Australians Delaying Retirement Due to Mortgages

This trend has become particularly pronounced among those aged 55 to 64, a demographic that has seen homeownership without a mortgage nearly halved over the past two decades. Many are facing the harsh reality of continuing to work well into their late sixties, driven largely by substantial mortgage debts.

Linda Thoresen, a 66-year-old civil servant, illustrates this struggle. Approaching pension age, she has decided to remain in the workforce to tackle her $170,000 mortgage. Despite her desire to retire, she is concerned about the potential necessity of selling her home for over 20 years if she cannot reduce her debt. This predicament is not isolated; it reflects a broader national issue where many older Australians are confronting similar financial pressures.

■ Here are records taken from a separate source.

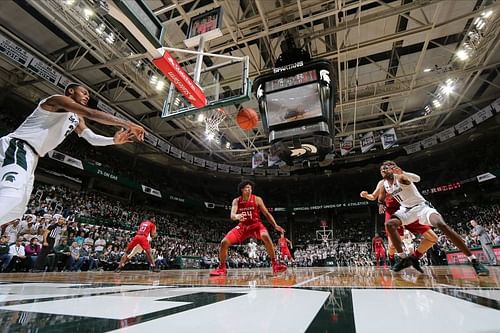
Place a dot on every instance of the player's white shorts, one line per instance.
(420, 212)
(17, 168)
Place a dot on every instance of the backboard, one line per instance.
(224, 80)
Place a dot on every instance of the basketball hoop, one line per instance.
(212, 121)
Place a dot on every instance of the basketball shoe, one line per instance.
(278, 268)
(401, 263)
(479, 268)
(154, 269)
(219, 271)
(415, 262)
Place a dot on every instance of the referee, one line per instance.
(486, 242)
(49, 238)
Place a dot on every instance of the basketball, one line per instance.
(247, 118)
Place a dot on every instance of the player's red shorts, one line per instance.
(285, 252)
(388, 213)
(379, 252)
(417, 228)
(141, 240)
(241, 232)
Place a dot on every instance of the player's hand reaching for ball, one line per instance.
(137, 131)
(396, 170)
(123, 136)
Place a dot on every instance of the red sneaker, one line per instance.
(219, 271)
(278, 268)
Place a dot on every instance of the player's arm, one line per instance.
(404, 177)
(56, 103)
(121, 136)
(154, 234)
(234, 209)
(376, 194)
(45, 235)
(269, 217)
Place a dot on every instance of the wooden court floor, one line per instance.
(343, 299)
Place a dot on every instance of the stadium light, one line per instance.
(462, 55)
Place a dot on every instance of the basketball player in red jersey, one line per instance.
(246, 209)
(146, 228)
(284, 251)
(378, 248)
(388, 205)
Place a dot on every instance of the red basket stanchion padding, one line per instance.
(181, 80)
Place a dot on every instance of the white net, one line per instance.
(213, 119)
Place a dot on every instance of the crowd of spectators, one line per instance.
(98, 229)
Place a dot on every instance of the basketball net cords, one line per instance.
(213, 119)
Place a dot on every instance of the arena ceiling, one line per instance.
(392, 59)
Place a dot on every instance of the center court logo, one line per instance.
(9, 177)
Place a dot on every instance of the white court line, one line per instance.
(310, 280)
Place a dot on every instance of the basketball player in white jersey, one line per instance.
(54, 118)
(409, 245)
(414, 207)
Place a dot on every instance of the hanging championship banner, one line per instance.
(247, 171)
(257, 159)
(272, 160)
(367, 142)
(389, 138)
(496, 105)
(211, 165)
(346, 145)
(464, 125)
(199, 161)
(151, 191)
(413, 148)
(482, 114)
(163, 146)
(446, 134)
(235, 170)
(429, 142)
(187, 157)
(223, 167)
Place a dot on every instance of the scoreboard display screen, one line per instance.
(292, 81)
(294, 104)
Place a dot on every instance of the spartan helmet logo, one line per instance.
(324, 75)
(9, 176)
(260, 91)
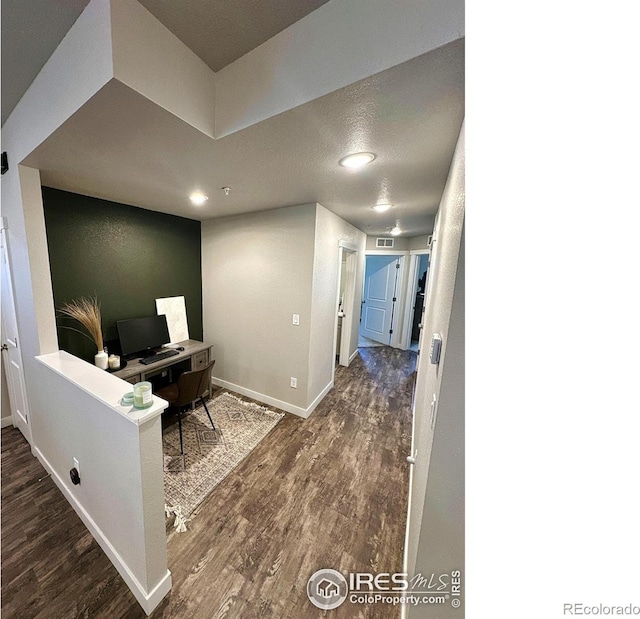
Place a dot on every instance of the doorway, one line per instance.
(379, 300)
(348, 261)
(418, 294)
(11, 354)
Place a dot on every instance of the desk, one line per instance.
(195, 355)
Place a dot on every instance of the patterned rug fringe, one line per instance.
(180, 522)
(210, 454)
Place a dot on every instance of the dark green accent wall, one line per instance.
(126, 256)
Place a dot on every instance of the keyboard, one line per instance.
(159, 357)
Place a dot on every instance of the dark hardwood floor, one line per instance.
(328, 491)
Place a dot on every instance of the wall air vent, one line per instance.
(384, 242)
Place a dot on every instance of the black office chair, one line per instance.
(191, 386)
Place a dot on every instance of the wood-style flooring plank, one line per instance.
(328, 491)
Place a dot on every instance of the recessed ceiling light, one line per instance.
(357, 160)
(198, 198)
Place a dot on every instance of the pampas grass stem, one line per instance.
(87, 313)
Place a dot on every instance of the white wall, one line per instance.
(330, 230)
(441, 547)
(438, 312)
(257, 271)
(120, 497)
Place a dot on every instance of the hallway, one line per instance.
(328, 491)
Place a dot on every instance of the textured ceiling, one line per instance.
(221, 31)
(122, 147)
(218, 31)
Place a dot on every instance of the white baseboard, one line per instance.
(317, 401)
(147, 599)
(265, 399)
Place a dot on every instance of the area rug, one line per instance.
(209, 455)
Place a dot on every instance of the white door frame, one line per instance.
(412, 288)
(14, 375)
(397, 323)
(351, 252)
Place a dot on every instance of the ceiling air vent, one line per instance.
(384, 242)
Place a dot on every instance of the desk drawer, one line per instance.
(200, 360)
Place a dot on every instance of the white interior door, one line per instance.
(380, 280)
(11, 355)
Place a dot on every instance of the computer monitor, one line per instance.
(139, 335)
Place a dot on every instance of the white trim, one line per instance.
(410, 294)
(147, 599)
(6, 422)
(386, 252)
(317, 401)
(348, 306)
(347, 245)
(265, 399)
(398, 315)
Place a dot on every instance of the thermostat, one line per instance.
(436, 347)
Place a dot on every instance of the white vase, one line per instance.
(102, 360)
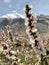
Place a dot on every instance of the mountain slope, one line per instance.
(16, 21)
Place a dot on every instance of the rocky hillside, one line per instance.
(16, 21)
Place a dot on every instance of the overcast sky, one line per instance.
(39, 6)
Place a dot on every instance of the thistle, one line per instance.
(32, 33)
(10, 35)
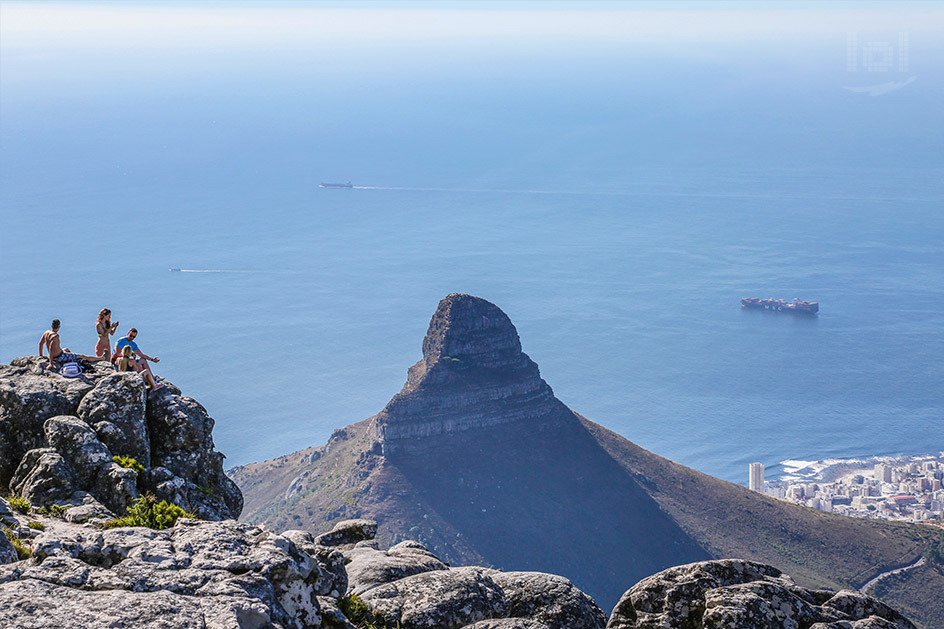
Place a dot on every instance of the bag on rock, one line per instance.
(70, 370)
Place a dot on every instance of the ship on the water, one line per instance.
(779, 305)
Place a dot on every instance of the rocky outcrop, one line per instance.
(197, 574)
(229, 575)
(739, 594)
(58, 437)
(473, 375)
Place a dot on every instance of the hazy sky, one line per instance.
(31, 24)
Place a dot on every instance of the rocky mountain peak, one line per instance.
(472, 329)
(473, 375)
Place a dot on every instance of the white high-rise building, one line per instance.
(756, 480)
(883, 473)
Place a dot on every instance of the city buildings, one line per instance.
(905, 489)
(756, 482)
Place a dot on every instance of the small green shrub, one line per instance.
(354, 608)
(128, 462)
(19, 504)
(22, 551)
(148, 512)
(53, 511)
(357, 611)
(209, 492)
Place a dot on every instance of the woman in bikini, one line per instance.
(105, 329)
(127, 363)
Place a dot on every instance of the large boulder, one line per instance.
(115, 408)
(29, 395)
(334, 580)
(549, 599)
(59, 436)
(347, 533)
(219, 574)
(738, 594)
(182, 443)
(445, 599)
(369, 567)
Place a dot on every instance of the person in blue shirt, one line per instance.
(141, 364)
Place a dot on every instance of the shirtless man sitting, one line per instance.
(57, 355)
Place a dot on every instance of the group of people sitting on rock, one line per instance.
(126, 357)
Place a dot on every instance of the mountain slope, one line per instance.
(477, 459)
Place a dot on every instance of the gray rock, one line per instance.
(91, 463)
(331, 615)
(333, 581)
(116, 407)
(34, 604)
(348, 532)
(442, 599)
(182, 442)
(549, 599)
(858, 606)
(872, 622)
(58, 436)
(7, 552)
(94, 512)
(6, 513)
(507, 623)
(367, 567)
(44, 477)
(219, 573)
(737, 594)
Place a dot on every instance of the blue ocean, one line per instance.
(615, 197)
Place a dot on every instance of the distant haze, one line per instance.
(615, 179)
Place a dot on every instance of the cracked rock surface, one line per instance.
(58, 437)
(736, 594)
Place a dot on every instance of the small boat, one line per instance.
(806, 307)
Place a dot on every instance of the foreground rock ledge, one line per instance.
(226, 575)
(736, 594)
(58, 437)
(231, 575)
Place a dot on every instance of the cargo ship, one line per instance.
(806, 307)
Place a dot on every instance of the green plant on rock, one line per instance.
(53, 511)
(22, 551)
(357, 611)
(148, 512)
(21, 505)
(128, 462)
(209, 492)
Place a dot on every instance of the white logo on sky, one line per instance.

Recent census data highlights a worrying trend. The number of Australians aged 55 to 64 who own their homes outright has sharply decreased, with many carrying significant mortgage balances. A survey by Digital Finance Analytics found that the average loan for retirees was around $190,000, with some owing up to half a million dollars. Alarmingly, about 75 per cent of retirees with mortgages owe more than they have in superannuation, creating a precarious financial landscape for those approaching retirement.

The rising burden of mortgage debt is forcing individuals to reconsider their retirement plans. Martin North, a finance analyst, indicates that higher mortgage liabilities are compelling more people to stay in the workforce longer than they initially intended. This trend, initially confined to major cities like Melbourne and Sydney, is now spreading to other regions, including Hobart, Adelaide, and Brisbane.

In addition to the financial strain on older Australians, there are significant implications for future first home buyers. Data shows that the average age of first home buyers is climbing, with an increasing number purchasing homes well into their late thirties. The rising cost of housing, coupled with higher interest rates, means many young buyers are leaning on their parents for financial assistance, further complicating the retirement landscape for older generations.

The challenges extend beyond individual finances. Economic analysts warn that when retirees use their superannuation to pay off home loans, they risk becoming more reliant on government pensions, which could place additional strain on public resources. The recent federal government Intergenerational Report echoed these concerns, linking rising housing costs and stagnant wage growth as contributing factors to the growing debt among retirees.

As this complex situation unfolds, individuals like Linda Thoresen are searching for solutions that allow them to maintain their homes and quality of life. While the prospect of downsizing is emotionally daunting, many are left with few alternatives. For now, postponing retirement and continuing to work appears to be the most viable option for many older Australians facing mounting mortgage debt.